Non tutti gli animali sono uguali. Non tutti sono dotati geneticamente di tempra e temperamento per superare gli stress e gli imprevisti. A capodanno i botti sono purtroppo dietro l’angolo e incombono sui nostri animali con un carattere pauroso. Non bastano le ordinanze dei sindaci, i divieti. In troppi ancora pensano sia un diritto e non invece un problema, e anche grave, con conseguenze inimmaginabili, per tanti esseri senzienti, festeggiare in questo modo.

In particolare i cani con una tempra molle, ovvero una scarsa capacità di reagire e sostenere uno stress e con un temperamento vivace, ovvero una velocità di reazione immediata ad una situazione difficile, come in questo caso, manifestano paura, stati di ansia, panico. Fino al punto da non controllare più il loro stato d’animo, tentando di darsi alla fuga, di scappare, senza sentire dolore nel caso di ferite.

In casa occorre prepararsi per tempo. Non lasciamo soli i nostri animali se hanno paura, non lasciamoli nemmeno in giardino, nei balconi, non leghiamoli. Offriamo loro uno spazio confortevole, dove non ci sia il rischio che possano farsi male.

Per tamponare l’emergenza ciò che si può fare è cercare di alzare il volume della televisione per attutire il rumore dei botti molesti, si può cercare di giocare per distrarre il cane anche se, va detto, quando subentrano situazioni di forte stress, il cane non avrà altro in mente che tentare di gestire lo stato di paura. Non accetterà neanche cibo. Non insistiamo, stiamogli vicino.

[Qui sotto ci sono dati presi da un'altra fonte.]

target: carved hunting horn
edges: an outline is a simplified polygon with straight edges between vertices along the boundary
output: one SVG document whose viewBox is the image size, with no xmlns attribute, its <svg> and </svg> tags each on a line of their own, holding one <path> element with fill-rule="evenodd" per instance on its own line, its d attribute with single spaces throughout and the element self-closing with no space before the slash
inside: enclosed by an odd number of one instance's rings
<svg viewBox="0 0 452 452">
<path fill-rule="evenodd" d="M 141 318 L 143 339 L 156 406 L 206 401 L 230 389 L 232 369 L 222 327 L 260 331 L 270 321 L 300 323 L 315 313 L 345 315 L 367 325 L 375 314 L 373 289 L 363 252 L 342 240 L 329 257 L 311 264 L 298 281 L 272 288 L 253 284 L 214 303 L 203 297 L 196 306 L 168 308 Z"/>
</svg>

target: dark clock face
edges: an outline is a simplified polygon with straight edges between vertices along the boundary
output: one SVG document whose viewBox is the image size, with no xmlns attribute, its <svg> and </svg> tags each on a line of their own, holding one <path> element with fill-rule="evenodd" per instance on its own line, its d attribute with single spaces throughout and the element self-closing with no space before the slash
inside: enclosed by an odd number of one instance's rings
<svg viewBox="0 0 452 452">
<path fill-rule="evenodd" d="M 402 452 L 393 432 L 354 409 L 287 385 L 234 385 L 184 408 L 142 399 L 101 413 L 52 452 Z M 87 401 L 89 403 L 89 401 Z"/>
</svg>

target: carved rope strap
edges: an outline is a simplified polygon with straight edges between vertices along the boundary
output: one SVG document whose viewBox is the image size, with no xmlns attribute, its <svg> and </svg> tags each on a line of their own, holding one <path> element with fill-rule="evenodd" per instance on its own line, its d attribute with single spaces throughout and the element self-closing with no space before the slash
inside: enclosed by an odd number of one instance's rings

Non crediamo che anche i diffusori di feromoni possano cambiare la situazione. Sono spesso suggeriti, è vero, perché sono ormoni che provocano uno stimolo incondizionato, ovvero, creano le condizioni per una risposta incondizionata, che dovrebbe passare sopra tutto. Ma non è sempre così, purtroppo. I feromoni se non vengono associati ad un percorso comportamentale, non possono fare da soli miracoli.

Stare vicino al cane non deve in ogni caso significare continuare a proporgli carezze, lodi… Otterremmo un rinforzo del suo stato di malessere, gli staremmo dicendo che ha ragione a reagire così. Insomma, usiamo il buon senso.

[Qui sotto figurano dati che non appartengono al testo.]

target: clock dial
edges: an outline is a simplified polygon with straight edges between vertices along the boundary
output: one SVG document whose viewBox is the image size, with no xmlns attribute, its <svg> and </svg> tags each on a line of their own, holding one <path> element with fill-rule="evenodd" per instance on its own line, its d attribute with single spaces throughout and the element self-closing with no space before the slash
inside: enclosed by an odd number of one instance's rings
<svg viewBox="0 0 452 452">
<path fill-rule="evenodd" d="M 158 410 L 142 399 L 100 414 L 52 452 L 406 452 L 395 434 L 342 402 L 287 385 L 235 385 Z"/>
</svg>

Nell’immediato non ci sono bacchette magiche. Se abbiamo tempo e pazienza, sarà fruttuoso iniziare nel tempo a desensibilizzare il cane poco alla volta, associando rumori sempre più forti ad una lode, ad un premio, ad un gioco. Ma non prima di aver chiesto consigli al medico veterinario e ad un educatore cinofilo. E solo il medico veterinario potrà in ogni caso, nei casi più gravi, suggerire la somministrazione di blandi calmanti naturali per rendere al nostro amico la vita più semplice anche il 31 dicembre.